Archive for December 23, 2025

Tuesday, December 23, 2025

iOS 26.3: Proximity Pairing in EU

Juli Clover (Hacker News, Reddit):

The Digital Markets Act requires Apple to provide third-party accessories with the same capabilities and access to device features that Apple’s own products get. In iOS 26.3, EU wearable device makers can now test proximity pairing and improved notifications.

Here are the new capabilities that Apple is adding:

  • Proximity pairing - Devices like earbuds will be able to pair with an iOS device in an AirPods-like way by bringing the accessory close to an iPhone or iPad to initiate a simple, one-tap pairing process. Pairing third-party devices will no longer require multiple steps.
  • Notifications - Third-party accessories like smart watches will be able to receive notifications from the iPhone. Users will be able to view and react to incoming notifications, which is functionality normally limited to the Apple Watch.

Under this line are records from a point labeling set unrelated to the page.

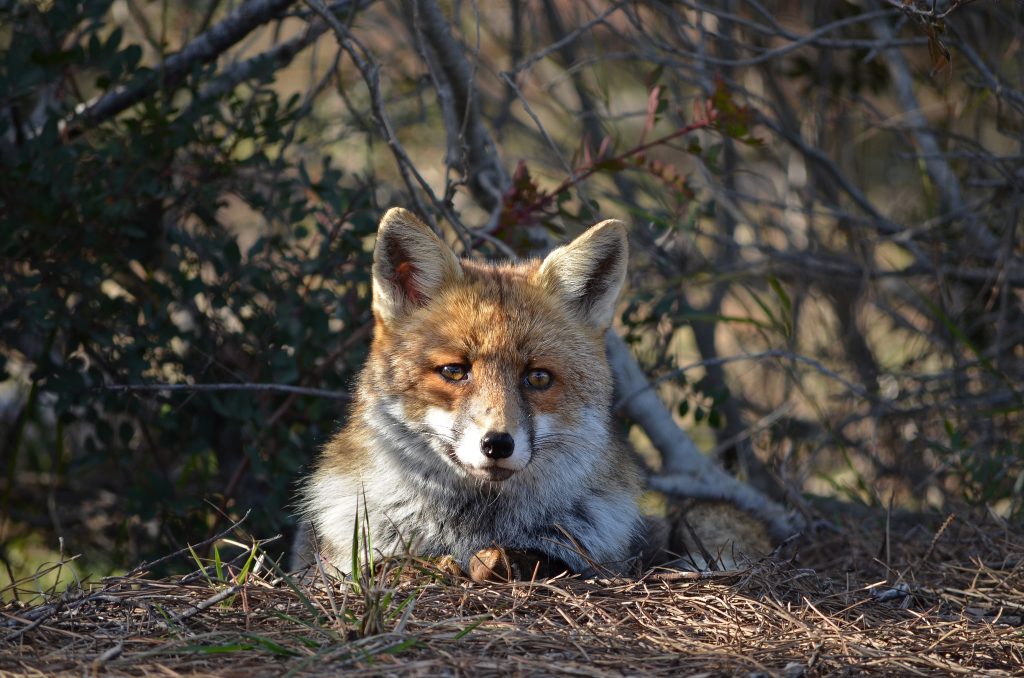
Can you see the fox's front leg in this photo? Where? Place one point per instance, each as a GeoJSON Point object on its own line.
{"type": "Point", "coordinates": [500, 564]}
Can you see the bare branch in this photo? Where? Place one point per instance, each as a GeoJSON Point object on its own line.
{"type": "Point", "coordinates": [206, 47]}
{"type": "Point", "coordinates": [213, 388]}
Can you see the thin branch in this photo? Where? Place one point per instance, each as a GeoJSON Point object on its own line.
{"type": "Point", "coordinates": [205, 388]}
{"type": "Point", "coordinates": [205, 48]}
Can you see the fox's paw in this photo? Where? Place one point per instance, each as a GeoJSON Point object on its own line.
{"type": "Point", "coordinates": [498, 564]}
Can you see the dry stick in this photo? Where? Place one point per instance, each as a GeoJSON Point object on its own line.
{"type": "Point", "coordinates": [146, 565]}
{"type": "Point", "coordinates": [930, 150]}
{"type": "Point", "coordinates": [199, 607]}
{"type": "Point", "coordinates": [206, 47]}
{"type": "Point", "coordinates": [685, 470]}
{"type": "Point", "coordinates": [371, 77]}
{"type": "Point", "coordinates": [485, 174]}
{"type": "Point", "coordinates": [194, 388]}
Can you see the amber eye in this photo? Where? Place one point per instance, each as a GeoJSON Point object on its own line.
{"type": "Point", "coordinates": [538, 379]}
{"type": "Point", "coordinates": [454, 372]}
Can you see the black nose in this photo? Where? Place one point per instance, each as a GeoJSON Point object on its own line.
{"type": "Point", "coordinates": [497, 446]}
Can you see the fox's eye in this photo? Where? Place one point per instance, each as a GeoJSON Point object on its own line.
{"type": "Point", "coordinates": [454, 372]}
{"type": "Point", "coordinates": [539, 379]}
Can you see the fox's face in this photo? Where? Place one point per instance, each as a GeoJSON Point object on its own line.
{"type": "Point", "coordinates": [495, 367]}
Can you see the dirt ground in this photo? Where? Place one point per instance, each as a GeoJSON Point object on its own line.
{"type": "Point", "coordinates": [938, 596]}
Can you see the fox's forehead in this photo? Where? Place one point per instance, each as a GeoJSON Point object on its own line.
{"type": "Point", "coordinates": [499, 311]}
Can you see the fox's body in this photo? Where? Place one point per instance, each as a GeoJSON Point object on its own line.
{"type": "Point", "coordinates": [482, 417]}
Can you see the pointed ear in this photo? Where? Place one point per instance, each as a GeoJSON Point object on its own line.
{"type": "Point", "coordinates": [589, 271]}
{"type": "Point", "coordinates": [411, 264]}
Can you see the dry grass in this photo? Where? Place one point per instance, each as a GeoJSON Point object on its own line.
{"type": "Point", "coordinates": [940, 599]}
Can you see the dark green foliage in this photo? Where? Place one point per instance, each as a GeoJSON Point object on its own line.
{"type": "Point", "coordinates": [119, 266]}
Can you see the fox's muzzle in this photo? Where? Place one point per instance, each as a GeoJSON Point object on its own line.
{"type": "Point", "coordinates": [497, 445]}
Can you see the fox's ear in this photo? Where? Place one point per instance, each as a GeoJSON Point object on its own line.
{"type": "Point", "coordinates": [411, 264]}
{"type": "Point", "coordinates": [589, 271]}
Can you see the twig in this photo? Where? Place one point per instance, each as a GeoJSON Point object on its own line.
{"type": "Point", "coordinates": [146, 565]}
{"type": "Point", "coordinates": [200, 388]}
{"type": "Point", "coordinates": [206, 47]}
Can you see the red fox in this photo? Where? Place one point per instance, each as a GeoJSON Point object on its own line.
{"type": "Point", "coordinates": [481, 425]}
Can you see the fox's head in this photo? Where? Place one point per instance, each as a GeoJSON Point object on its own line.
{"type": "Point", "coordinates": [500, 369]}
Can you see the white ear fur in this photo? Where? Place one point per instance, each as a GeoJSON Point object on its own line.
{"type": "Point", "coordinates": [589, 271]}
{"type": "Point", "coordinates": [411, 264]}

I’m looking forward to Apple’s blog post about how easier Bluetooth pairing will put users at risk. The notification forwarding was previously announced, but I didn’t realize it also included support for reactions.

Steve Dent:

However, there’s no indication that it will allow seamless switching between devices as you can do with Apple’s [AirPods], for instance.

Previously:

Brazil: App Marketplaces and External Payments

Joe Rossignol:

Due to regulatory action, Apple has agreed to allow alternative app stores, third-party payment systems for in-app purchases, and in-app links to external offers on iOS in Brazil, according to legal news website MLex and Brazilian blog Tecnoblog.

Previously:

iOS-Android Data Transfer at Setup

Juli Clover:

Apple and Google are teaming up to make it easier for users to switch between iPhone and Android smartphones, according to 9to5Google. There is a new Android Canary build available today that simplifies data transfer between two smartphones, and Apple is going to implement the functionality in an upcoming iOS 26 beta.

[…]

The collaboration will apparently add “more functionality” and support for transferring data types that are not available to transfer with the current tools.

This is good, but I don’t love that it seems to be a private arrangement between Apple and Google. We should all be able to get a dump of our own data.

Juli Clover:

The simplified smartphone switching Apple and Google are adopting is an example of how the Digital Markets Act (DMA) benefits users and developers, the European Commission said today. Apple and Google are making it easier for users to switch between iPhone and Android smartphones, adding an option to transfer data from another smartphone during the device setup process.

Apple and Google are implementing this functionality because the DMA requires services to offer effective data portability to avoid data lock-in to an operating system.

[…]

The DMA is also the reason why Apple and Google designed a simplified eSIM transfer solution earlier this year.

Previously:

Notarized Mac App That Downloads Malware

Thijs Xhaflaire:

Jamf Threat Labs observed a signed and notarized stealer that did not follow the typical execution chains we have seen in the past. The sample in question looked highly similar to past variants of the increasingly active MacSync Stealer malware but was revamped in its design.

Unlike earlier MacSync Stealer variants that primarily rely on drag-to-terminal or ClickFix-style techniques, this sample adopts a more deceptive, hands-off approach. Delivered as a code-signed and notarized Swift application within a disk image named zk-call-messenger-installer-3.9.2-lts.dmg , distributed via https://zkcall.net/download, it removes the need for any direct terminal interaction. Instead, the dropper retrieves an encoded script from a remote server and executes it via a Swift-built helper executable.

Bill Toulas (Reddit):

The stealer emerged in April 2025 as Mac.C by a threat actor named ‘Mentalpositive’. It gained traction by July, joining the less crowded but still profitable space of macOS stealers alongside AMOS and Odyssey.

A previous analysis of Mac.C by MacPaw Moonlock indicates that it can steal iCloud keychain credentials, passwords stored on web browsers, system metadata, cryptocurrency wallet data, and files from the filesystem.

Jeff Johnson (Mastodon):

I hate to say I told you so but…who am I kidding, I love to say I told you so. In 2019 I wrote a prescient blog post, The true and false security benefits of Mac app notarization, in which I foretold such an attack, suggesting that notarization is security theater.

[…]

Many of the Mac malware “protections” that Apple has added over the years are merely punishments for Mac users and honest Mac developers, making their computing life more miserable while leaving gaping holes for malware to sneak through. (See my own Apple Security Credits, as a Mac developer, not a professional security researcher, and those are just issues that Apple fixed, not all of the issues I discovered.) Earlier this month 9to5Mac also reported, Apple security bounties slashed as Mac malware grows, a tacit admission by Apple of this hopeless situation.

Céline Didone:

it was always about creating fear around the well established practice of installing apps from outside the App Store.